There are, of course, plenty of good reasons to want to build knowledge about marginalized communities. Medical researchers hope to develop cures and treatments for rare diseases; sociologists and anthropologists may intend that their work be used to enhance public knowledge about groups that receive little attention, or to develop just policies. But this last goal, in particular, is not always realistic. “With marginalized groups, there’s lots of public interest in policy practice, and academic researchers then fly in and think they’re going to solve these problems. And then nothing happens and nothing changes for those people,” says Tom Clark, a professor of sociology at the University of Sheffield who wrote an influential early paper on research fatigue. “Actually getting [research] into policy and practice is incredibly difficult.” A profusion of studies just sits on shelves without ever influencing the outside world—what Clark calls “the research saturation of society.”

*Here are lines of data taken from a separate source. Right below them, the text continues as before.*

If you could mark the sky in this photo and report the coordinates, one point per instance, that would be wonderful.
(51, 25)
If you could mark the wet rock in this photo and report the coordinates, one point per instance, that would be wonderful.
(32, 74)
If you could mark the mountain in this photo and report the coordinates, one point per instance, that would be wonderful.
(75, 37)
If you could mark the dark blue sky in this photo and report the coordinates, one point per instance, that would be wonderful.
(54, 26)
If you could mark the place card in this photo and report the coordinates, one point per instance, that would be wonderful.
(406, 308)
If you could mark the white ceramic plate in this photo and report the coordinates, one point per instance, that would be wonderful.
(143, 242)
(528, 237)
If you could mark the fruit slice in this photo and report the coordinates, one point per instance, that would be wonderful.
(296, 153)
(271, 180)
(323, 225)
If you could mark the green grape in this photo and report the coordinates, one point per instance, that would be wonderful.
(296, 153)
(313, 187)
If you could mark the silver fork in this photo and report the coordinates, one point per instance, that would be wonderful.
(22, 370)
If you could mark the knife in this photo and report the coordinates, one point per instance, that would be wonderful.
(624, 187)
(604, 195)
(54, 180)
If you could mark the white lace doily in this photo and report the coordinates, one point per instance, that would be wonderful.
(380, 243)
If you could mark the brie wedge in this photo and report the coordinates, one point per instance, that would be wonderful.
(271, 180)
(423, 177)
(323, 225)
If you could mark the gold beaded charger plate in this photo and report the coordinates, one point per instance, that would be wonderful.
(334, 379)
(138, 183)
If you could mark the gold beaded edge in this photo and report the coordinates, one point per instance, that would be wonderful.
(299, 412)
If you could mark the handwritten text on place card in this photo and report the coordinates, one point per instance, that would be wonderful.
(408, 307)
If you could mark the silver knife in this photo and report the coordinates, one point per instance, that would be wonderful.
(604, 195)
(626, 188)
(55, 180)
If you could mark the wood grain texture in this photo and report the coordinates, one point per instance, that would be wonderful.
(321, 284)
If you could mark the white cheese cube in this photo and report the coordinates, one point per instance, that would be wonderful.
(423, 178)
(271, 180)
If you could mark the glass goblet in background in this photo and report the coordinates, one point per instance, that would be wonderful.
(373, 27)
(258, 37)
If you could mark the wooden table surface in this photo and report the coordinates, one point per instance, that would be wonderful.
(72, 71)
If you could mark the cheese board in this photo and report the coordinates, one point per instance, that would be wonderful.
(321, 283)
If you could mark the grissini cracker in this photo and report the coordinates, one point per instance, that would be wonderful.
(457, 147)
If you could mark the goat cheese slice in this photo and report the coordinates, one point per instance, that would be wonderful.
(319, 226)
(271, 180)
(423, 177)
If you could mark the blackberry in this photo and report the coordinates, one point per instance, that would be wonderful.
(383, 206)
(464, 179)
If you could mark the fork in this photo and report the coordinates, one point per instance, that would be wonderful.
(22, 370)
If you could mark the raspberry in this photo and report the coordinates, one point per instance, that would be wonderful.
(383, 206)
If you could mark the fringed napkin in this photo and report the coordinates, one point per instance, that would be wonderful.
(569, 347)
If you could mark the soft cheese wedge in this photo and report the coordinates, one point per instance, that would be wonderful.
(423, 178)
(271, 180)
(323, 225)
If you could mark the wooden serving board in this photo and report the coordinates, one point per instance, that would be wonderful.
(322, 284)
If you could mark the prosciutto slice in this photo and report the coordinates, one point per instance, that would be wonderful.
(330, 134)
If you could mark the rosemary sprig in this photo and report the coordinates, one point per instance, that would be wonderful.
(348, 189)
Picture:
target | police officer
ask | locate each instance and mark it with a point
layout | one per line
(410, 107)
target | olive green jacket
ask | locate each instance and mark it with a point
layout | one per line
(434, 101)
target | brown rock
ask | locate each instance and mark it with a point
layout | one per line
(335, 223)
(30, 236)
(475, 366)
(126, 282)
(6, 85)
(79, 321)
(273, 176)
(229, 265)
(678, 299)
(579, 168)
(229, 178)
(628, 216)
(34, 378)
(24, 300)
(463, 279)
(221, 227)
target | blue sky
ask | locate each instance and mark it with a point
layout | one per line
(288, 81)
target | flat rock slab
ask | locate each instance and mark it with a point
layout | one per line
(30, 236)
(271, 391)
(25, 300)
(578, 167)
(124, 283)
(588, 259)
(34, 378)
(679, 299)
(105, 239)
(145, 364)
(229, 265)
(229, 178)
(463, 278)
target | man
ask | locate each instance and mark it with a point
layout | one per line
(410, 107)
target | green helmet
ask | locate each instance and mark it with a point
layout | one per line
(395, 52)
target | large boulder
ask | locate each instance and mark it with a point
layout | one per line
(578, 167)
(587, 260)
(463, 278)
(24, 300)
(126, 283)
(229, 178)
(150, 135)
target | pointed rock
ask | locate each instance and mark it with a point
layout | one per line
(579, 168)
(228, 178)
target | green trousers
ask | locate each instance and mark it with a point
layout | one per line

Clark and others agree that, to avoid research fatigue, academics must consider the desires and needs of the people they are studying. One approach is participatory action research, in which community members are trained to take part in the research process—not as subjects, but as researchers themselves. To truly benefit the community, Peltier believes, these collaborators can’t just collect and analyze data or help present the final results. “Any participatory research, or research that calls itself participatory, should include discussions with the community right from the very beginning of conceptualizing what the research will look like,” she says.
When Peltier’s students work with indigenous communities, she encourages them to assemble not only an academic committee, but also a group of advisers from that community who can help guide their research from the get-go. With buy-in from the community, this approach works well, she says. “Indigenous peoples deserve far more than a chair at the decisionmaking table,” says Peltier, who herself has ties to both the Nipissing First Nation and the Wiikwemkoong Unceded Territory. “I think they need to be the deciders of what research looks like and what it’s designed to accomplish.”
But this level of engagement might not always be feasible. “Not all engagements with communities need to look the same way,” Haggerty says. “And researchers don’t need to promise to deliver something that they’re not going to deliver. But what we want is for researchers to at least take the step of thinking that through.”